If you input a series of numbers into a cell and start this set off with a ‘0’, Excel will automatically eliminate the ‘0’ and start the series of numbers off with the first non-zero available.  However, sometimes you actually do need that ‘0’ to stay there.  If this is the case, put an apostrophe at the beginning of the number.  Here’s what it should look like… ‘012345.  The apostrophe will disappear, but your ‘0’ will remain.

Jump to different worksheets.

To jump to the next worksheet, hit CTRL + PAGE UP.  To jump back to the previous worksheet, hit CTRL + PAGE DOWN.  Continue tapping these buttons to jump from sheet to sheet.

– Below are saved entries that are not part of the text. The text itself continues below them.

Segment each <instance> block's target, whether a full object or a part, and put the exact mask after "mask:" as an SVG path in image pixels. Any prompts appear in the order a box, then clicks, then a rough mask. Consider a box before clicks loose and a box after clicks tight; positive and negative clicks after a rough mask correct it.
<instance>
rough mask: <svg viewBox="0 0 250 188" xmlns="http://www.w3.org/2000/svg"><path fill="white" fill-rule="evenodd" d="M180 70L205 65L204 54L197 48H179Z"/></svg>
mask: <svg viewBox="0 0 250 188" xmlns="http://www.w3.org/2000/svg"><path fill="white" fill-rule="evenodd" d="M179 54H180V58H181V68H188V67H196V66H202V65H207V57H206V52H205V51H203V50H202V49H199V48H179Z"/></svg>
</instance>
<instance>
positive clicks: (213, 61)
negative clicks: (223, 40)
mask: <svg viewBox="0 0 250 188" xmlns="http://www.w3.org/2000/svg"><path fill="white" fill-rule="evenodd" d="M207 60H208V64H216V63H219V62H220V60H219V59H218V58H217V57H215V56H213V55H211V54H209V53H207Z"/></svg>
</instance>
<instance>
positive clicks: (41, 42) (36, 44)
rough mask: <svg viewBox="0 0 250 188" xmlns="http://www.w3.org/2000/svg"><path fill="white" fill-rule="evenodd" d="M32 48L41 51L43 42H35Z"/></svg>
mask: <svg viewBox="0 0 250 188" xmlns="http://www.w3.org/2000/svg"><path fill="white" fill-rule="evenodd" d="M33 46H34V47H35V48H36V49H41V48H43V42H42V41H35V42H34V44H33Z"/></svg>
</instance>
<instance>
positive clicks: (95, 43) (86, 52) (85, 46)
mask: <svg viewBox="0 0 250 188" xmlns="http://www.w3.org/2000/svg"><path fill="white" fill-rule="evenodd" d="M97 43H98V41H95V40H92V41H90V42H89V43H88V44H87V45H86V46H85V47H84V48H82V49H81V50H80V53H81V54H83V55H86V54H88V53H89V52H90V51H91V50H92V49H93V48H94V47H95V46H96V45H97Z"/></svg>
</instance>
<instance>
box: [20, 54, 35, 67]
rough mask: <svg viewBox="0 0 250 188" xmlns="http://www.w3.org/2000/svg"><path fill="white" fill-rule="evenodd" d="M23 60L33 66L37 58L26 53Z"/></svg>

Jump to the end of a range of data.

If you have a lot of data in your worksheet, it can take a while to scroll to the end of the page.  To avoid this, hit CTRL + the down arrow.  This will take you to the last cell in your set of data.  To go back to the top, hit CTRL + the up arrow.  This also works from side to side, but you’ll use the left and right arrows instead.

Create a new worksheet.

To create a new worksheet, you can also use just your keyboard.  Hit the CTRL button + F11 and a new worksheet should populate to the left of the worksheet you are currently on.  You and your cursor will end up in the newly populated worksheet.